The grant will fund three projects:

  • Project 1: immune checkpoint inhibitors. These proteins, secreted by cancer cells to prevent immune cells from detecting them, are found at high levels on invasive fibroblasts—cells in the fibrous connective tissue—of patients who have idiopathic pulmonary fibrosis or have undergone lung transplants, said Noble, who is leading this project at Cedars-Sinai. "These tissue cells are behaving like cancer cells, raising the possibility that existing anti-cancer drugs may be useful in treating these conditions," he added.
  • Project 2: epithelial progenitor cells in idiopathic pulmonary fibrosis. These cells help maintain the lining of the lung's airways and air sacs to allow exchange of oxygen and carbon dioxide between the air and blood during breathing. Prior studies by the team found that these cells are defective in patients with idiopathic pulmonary fibrosis, helping to explain the progressive scarring and associated loss of lung function. The new project explores the role of altered signaling by p53—a protein that helps control the activity of progenitor cells and also prevent cancer—in this defective process. The principal investigator for this project is Barry Stripp, PhD, professor of Medicine and Biomedical Sciences and director of lung stem cell research at Cedars-Sinai.
  • Project 3: epithelial progenitor cells in chronic lung allograft dysfunction. This project applies some of the processes in Project 2 to lung transplant failure. The hypothesis is that the status of the lung's reserves of epithelial progenitor cells influences how well the immune system responds to various injuries to the lung, including the trauma of transplantation. The principal investigator for this project is John Belperio, MD, professor of Pulmonary and Critical Care Medicine at the David Geffen School of Medicine at UCLA.

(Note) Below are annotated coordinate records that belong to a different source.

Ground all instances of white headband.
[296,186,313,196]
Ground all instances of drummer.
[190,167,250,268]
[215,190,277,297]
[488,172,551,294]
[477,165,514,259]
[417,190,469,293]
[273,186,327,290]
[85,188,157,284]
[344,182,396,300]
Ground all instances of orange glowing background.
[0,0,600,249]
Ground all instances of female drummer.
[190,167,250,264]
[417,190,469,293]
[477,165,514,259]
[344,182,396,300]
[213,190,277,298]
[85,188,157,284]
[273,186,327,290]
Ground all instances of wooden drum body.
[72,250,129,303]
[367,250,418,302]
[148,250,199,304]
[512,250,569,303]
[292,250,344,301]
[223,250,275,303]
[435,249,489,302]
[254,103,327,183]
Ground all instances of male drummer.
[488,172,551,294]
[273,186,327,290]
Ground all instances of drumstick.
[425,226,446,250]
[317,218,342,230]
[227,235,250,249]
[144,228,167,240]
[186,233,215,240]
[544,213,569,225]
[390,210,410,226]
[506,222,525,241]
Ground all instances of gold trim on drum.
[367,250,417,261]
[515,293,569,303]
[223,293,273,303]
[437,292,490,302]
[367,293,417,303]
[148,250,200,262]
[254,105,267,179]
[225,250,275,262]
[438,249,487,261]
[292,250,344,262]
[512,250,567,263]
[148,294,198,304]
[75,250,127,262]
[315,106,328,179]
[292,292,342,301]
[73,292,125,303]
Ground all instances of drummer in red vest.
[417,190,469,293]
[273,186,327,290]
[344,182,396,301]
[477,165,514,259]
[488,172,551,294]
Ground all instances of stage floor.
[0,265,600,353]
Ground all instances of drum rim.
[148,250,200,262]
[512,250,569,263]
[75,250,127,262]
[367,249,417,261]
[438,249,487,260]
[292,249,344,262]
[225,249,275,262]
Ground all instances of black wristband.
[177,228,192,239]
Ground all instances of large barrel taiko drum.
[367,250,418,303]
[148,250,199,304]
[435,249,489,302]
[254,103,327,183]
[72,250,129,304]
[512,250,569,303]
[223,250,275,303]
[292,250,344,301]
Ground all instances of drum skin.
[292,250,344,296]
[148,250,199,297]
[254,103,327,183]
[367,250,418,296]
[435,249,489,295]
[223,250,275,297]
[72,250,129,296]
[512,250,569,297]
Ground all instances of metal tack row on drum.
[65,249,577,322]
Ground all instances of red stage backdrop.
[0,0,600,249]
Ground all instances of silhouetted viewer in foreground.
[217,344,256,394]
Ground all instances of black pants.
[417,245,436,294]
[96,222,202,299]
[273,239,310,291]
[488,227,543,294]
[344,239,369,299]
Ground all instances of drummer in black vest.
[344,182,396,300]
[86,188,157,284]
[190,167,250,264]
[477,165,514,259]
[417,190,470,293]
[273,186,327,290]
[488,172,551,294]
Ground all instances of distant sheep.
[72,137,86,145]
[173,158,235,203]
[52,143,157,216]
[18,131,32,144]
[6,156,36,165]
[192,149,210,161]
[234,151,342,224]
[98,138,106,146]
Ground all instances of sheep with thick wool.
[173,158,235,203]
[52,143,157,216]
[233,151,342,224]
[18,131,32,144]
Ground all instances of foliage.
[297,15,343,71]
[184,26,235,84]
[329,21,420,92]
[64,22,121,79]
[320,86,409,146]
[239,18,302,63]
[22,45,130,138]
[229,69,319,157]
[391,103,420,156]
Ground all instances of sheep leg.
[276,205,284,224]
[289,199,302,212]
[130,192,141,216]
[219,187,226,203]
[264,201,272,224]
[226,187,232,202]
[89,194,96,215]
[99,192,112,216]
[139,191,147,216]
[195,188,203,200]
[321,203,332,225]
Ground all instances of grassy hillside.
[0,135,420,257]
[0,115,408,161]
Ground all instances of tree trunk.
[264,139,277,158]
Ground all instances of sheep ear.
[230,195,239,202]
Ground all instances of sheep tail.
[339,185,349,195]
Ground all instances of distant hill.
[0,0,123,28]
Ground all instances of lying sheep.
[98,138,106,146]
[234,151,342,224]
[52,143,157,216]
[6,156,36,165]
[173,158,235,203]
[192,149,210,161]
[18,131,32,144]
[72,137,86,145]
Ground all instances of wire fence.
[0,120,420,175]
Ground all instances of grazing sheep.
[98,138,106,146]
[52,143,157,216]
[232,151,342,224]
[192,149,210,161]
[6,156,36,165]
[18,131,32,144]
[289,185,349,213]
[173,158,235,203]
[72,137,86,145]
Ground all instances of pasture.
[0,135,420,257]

"This prestigious National Institutes of Health grant recognizes the investigators' significant progress in uncovering the causes of two mysterious, destructive lung conditions," said Shlomo Melmed, MB, ChB, executive vice president and dean of the Faculty at Cedars-Sinai. "The new funding will help Cedars-Sinai, an internationally recognized leader in lung fibrosis research, continue to expand the frontiers of knowledge in pulmonary medicine."

The grant reported in this publication was supported by the National Heart, Lung, and Blood Institute of the NIH under Award Number P01HL108793. This announcement is solely the responsibility of the authors and does not necessarily represent the official views of the NIH.